Affirmative Action needed, chair of NAACP board says
By Luis Mocete (February 21, 1997)

As a child, Myrlie Evers-Williams recalls using textbooks that were old, with pages and chapters missing.

"I remember going to chemistry class and there was not one test tube to do experiments," Evers-Williams told the audience at her lecture Monday evening at von der Mehden Recital Hall. "Our parents paid taxes and we were unable to go to the parks, the recreation centers, swimming pools, and we never had the opportunity to go to libraries."

These were only some of the things she had to face while growing up in Mississippi.

"Even if we had money, we couldn't buy homes in certain areas and go to restaurants, because of the color of our skin," said Evers-Williams, chair of the national board of directors of the NAACP and widow of slain civil-rights leader Medgar Evers.
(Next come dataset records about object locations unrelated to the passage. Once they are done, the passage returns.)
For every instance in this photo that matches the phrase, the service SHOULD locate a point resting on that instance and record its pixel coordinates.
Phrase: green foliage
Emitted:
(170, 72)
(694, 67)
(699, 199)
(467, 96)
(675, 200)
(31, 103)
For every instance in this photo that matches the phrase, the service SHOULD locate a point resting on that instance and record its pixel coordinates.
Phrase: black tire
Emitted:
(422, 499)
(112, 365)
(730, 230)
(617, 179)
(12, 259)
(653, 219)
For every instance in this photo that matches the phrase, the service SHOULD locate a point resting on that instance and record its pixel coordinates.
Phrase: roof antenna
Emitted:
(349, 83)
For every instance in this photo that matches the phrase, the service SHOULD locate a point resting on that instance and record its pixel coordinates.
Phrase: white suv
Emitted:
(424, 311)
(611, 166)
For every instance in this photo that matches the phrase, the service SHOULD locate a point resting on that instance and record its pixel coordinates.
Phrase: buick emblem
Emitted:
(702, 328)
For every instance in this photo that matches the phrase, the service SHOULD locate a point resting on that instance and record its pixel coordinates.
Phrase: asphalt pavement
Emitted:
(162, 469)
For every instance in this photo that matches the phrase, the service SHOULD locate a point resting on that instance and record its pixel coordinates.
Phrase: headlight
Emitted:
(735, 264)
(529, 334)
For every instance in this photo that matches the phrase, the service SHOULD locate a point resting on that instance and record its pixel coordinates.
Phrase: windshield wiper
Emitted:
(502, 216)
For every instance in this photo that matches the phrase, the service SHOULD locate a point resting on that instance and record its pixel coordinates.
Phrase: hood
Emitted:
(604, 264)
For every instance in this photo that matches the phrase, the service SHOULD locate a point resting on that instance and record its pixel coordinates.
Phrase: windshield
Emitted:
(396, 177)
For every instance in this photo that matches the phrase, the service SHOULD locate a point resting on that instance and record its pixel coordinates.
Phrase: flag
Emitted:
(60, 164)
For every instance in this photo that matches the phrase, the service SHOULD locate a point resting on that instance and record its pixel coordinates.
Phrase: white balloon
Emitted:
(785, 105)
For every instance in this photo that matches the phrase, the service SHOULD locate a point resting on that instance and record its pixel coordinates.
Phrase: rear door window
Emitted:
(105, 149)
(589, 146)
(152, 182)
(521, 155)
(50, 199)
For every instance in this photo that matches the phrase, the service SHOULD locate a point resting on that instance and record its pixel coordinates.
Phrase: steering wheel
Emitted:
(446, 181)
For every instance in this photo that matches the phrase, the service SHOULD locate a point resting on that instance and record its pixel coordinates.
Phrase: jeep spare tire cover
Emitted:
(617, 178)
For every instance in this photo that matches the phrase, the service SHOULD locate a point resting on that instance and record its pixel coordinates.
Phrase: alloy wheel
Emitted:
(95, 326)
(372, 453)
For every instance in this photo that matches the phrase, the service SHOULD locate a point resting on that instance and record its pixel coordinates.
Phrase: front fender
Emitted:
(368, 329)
Despite the successes in race relations during the last 40 years, Evers-Williams believes that the United States is still not providing equal opportunities for people of color.

"We are all people," she said. "We are all human beings and as I stand before you there are still too many people in American society who want to raise up those barriers between us. Those who feel superior, those who feel neglected, those who feel they have no opportunity, those who feel they must have it all."

To bridge those gaps, people must be able to come together, as they did in the 1950s and '60s, to deal with the problems of society openly and honestly, Evers-Williams added.

"We look around America," she said, "and we see the hate groups that are springing up all over this country ... not just the deep South, but here in this state and everywhere you look they are coming. They are getting younger and what comes from their mouths reminds me so much of what I heard some years ago. America should have no place in our society for that kind of hatred, for that kind of racism."

Worried about complacency
Even with the threats, Evers-Williams fears that people have become complacent and battle-fatigued, so that people don't even want to be bothered when civil rights issues such as affirmative action come up.

"America needed affirmative action when it was first created," Evers-Williams said, "and we still need it today because there is no level playing field in America."

Many people besides African-Americans have benefited from affirmative action, according to Evers-Williams. But corporate America still needs to be educated on diversity, she said.

"There is no seriousness about diversity training," Evers-Williams said. "It is simply something there to meet the standards of what is expected of corporations."

Evers-Williams warned that some in Washington, and in state and local offices, are determined to turn the clock back.

"Don't buy into all the perceptions you see," she said. "All welfare mothers are not black, big and have 10 children. There are too many of us who see certain things and we assume that is the gospel. In this country we will always be struggling to some degree with the race issue. We have to keep moving in a positive way. Keep the fires burning and help America find the right direction in which it should travel."